Pour sortir du racisme il faut se poser la question sur soi-même. Tu pleures sur ton sort, tu dis que, dans cette société, on ne t’aime pas, qu’il y a du racisme mais qu’est-ce que tu fais, toi, pour changer les choses ? Si tu ne fais pas attention tu peux envoyer des messages négatifs à toute une population et réveiller le racisme latent. Etre français, française c’est vous qui le décidez. Ce sont ceux qui ne s’enferment pas dans un discours de victimisation qui font bouger les choses. La bonne stratégie me semble être de ne pas attendre qu’on me considère comme français : j’affirme que je suis français. Et donc qu’est-ce que je fais pour faire avancer la société ? Quels propos je tiens à mes propres enfants ? Etre français ce n’est pas une couleur de peau. Mais il faut pouvoir comprendre la société dans laquelle on vit et pourquoi elle est comme elle est. Comprendre d’où on vient. Penser son identité de façon ample avec toutes ses composantes. Beaucoup demandent le changement et ne font rien. Se lever et avancer. Comment améliorer la société de demain ? Comment faire pour que demain les enfants aient une bonne estime d’eux-mêmes ? Sortir de la victimisation. Moins on est dans la victimisation plus les choses avancent. Ceux qui sont dans la victimisation fatiguent leur entourage.
Votre intervention de ce soir a pour titre « l’éducation comme vaccin ». Vous intervenez souvent dans les écoles, vous semble-t-il que l’école assume son rôle d’éducation contre le racisme ?

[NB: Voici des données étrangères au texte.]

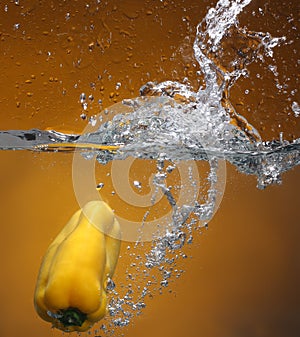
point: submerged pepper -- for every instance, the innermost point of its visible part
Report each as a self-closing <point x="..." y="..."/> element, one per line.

Sans doute est-il possible d’améliorer les choses. Pour cela il faut pouvoir discuter tranquillement de tous ces sujets. Amener les enfants à comprendre que leur façon de penser n’est souvent due qu’à des conditionnements et qu’il faut donc questionner ces conditionnements culturels, religieux. On le fait trop rarement. L’école devrait amener à cette pensée libre sur le racisme, le sexisme, l’homophobie, toutes les discriminations et pas seulement celles qui nous touchent plus directement. Nos sociétés doivent intégrer l’idée pourtant simple que la couleur de la peau ou le genre d’une personne ne déterminent en rien son intelligence, la langue qu’elle parle, la religion qu’elle pratique, ses capacités physiques, ce qu’elle aime ou déteste. Il nous faut apprendre à regarder l’être humain à accepter que l’autre fasse différemment. L’école devrait travailler sur l’imaginaire collectif, sur les préjugés. C’est le fait de grandir comme homme, d’avancer dans la compréhension des sociétés qui permet d’avancer vers plus d’égalité. Pour cela il faut accéder à la compréhension de sa propre histoire et de ses origines mais ne pas s’y limiter. Accepter plutôt une identité multiple et ouverte. L’identité n’est pas ancrée définitivement par un lieu de naissance, une couleur de peau… elle est en construction. Quand je me déclare français si l’autre ne me reconnait pas comme étant d’ici c’est son problème, ce n’est pas le mien. A moi de m’assumer par rapport à ce à quoi je tiens et ce vers quoi je veux aller.